What are the implications of sowing cover crops within 32 months???

I sometimes slip a mustard or radish cover in between cereals after beet but i asume as the mustard/radish can flower its a no no.
 

Flatland guy

Member
Location
Lincolnshire
I really shouldnt be, but this has got me all excited🥳

What are the implications of sowing cover crops within 32 months???

I sometimes slip a mustard or radish cover in between cereals after beet but i assume as the mustard/radish can flower its a no no.
According to that it would be 22 months for a flowering crop, other than oilseed rape.
 

Breckland Boy

Member
Mixed Farmer
Location
Breckland
Rothamstead are not due to make an announcement until mid Feb. If you are an early driller it is highly unlikely that beet seed will be dressed with the neonic chem.
I was excited until my fieldsman told me this.
 

Hindsight

Member
Location
Lincolnshire
No mention of fodder beet :cry:

Fodder beet not included, afraid. Was not included on the application for emergency approval.

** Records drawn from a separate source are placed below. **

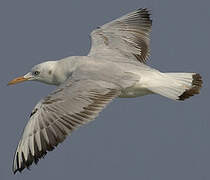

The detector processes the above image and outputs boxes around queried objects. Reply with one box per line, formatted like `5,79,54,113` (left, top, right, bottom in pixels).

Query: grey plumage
9,9,202,173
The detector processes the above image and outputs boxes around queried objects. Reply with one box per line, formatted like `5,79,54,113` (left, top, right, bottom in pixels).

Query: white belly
119,85,152,98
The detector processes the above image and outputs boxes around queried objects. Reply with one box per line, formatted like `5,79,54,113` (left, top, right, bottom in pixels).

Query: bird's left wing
13,80,120,173
89,9,152,63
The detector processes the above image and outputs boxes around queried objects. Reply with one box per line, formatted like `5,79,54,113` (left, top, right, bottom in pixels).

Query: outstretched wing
13,80,120,173
89,9,152,63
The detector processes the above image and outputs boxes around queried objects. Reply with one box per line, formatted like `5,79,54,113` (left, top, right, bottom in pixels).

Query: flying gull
8,9,202,173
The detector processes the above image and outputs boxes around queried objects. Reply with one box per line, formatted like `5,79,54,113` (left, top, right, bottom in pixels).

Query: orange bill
7,76,29,85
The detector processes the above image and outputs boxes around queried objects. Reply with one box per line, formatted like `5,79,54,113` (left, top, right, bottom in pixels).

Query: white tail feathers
148,73,202,101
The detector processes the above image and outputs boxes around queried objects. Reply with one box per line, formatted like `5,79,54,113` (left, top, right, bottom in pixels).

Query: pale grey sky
0,0,210,180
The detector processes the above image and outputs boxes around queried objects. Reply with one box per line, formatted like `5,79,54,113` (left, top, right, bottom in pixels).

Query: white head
8,61,63,85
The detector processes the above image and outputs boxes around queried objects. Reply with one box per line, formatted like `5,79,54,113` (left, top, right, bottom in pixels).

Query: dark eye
33,71,40,76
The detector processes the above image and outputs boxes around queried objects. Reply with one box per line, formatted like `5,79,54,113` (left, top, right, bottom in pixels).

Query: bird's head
8,61,59,85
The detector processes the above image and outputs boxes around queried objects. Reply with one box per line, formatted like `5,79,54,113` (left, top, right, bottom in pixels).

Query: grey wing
89,9,152,63
13,80,120,173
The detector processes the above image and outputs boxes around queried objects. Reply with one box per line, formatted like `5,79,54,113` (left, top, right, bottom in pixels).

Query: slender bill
7,76,30,85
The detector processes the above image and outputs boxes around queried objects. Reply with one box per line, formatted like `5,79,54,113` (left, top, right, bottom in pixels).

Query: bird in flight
8,9,202,173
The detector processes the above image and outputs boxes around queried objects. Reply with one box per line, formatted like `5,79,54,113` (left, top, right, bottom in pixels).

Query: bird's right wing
89,9,152,63
13,80,120,173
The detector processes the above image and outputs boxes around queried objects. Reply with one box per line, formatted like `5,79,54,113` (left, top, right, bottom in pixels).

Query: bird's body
9,9,202,172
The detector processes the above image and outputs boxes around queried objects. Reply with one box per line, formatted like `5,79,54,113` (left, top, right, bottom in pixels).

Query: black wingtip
178,74,203,101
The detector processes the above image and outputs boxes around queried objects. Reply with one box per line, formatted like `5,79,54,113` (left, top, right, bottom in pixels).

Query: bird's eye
33,71,40,76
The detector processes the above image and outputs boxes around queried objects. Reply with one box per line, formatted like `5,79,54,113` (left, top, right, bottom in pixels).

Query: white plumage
9,9,202,173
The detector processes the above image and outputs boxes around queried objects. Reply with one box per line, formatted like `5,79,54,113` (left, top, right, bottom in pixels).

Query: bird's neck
53,56,85,85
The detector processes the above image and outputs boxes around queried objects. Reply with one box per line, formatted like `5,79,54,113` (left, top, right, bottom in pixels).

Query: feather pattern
89,9,152,63
13,80,120,173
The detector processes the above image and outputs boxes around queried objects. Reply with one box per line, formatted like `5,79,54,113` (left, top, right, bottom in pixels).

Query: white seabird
8,9,202,173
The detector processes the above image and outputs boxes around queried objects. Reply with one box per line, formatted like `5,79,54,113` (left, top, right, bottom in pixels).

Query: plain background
0,0,210,180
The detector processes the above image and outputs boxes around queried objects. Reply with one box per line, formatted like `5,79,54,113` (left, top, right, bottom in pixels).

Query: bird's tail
147,73,203,101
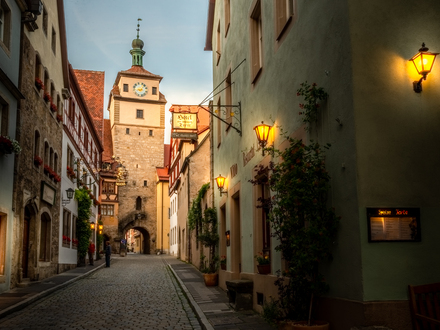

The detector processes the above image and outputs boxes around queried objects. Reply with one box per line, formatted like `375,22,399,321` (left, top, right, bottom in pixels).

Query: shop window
39,213,52,261
250,0,263,83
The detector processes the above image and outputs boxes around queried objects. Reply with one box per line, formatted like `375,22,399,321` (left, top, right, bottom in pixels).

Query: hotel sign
173,112,197,130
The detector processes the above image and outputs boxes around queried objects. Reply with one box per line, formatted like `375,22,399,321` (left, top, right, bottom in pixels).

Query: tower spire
130,18,145,66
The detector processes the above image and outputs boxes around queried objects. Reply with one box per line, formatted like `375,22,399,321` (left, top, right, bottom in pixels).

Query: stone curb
0,263,105,319
164,260,214,330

Why - well sugar beet is restricted to a known geographic area of Uk and with a contracted end user the crop can be monitored from seed to individual field (contractual obligation to notify field to BS) for ongoing monitoring of approval compliance.
 

Hindsight

Member
Location
Lincolnshire
rubbish, BS are a big corp and they can do a lot of persuasion in the right places.

Sorry WIll - I seem to have touched a raw nerve. I just replied to Berts post that fodder beet excluded with my view of some of the reason(s) why fodder beet has not been included in the emergency approval. Not sure why that was rubbish. As for the big corporation - well yes. I will keep quiet in future. Cheers.
 

Breckland Boy

Member
Mixed Farmer
Location
Breckland
Rothamsteads model has only shown a need not to treat twice in the last 20 years, so the odds are reasonably good to get it.
But if they don't make that decision until mid February that only leaves days to get the seed out to growers.
I have told my fieldsman that I will continue growing beet if we get the derogation. But drilling early is an essential part of my perceived success in growing beet.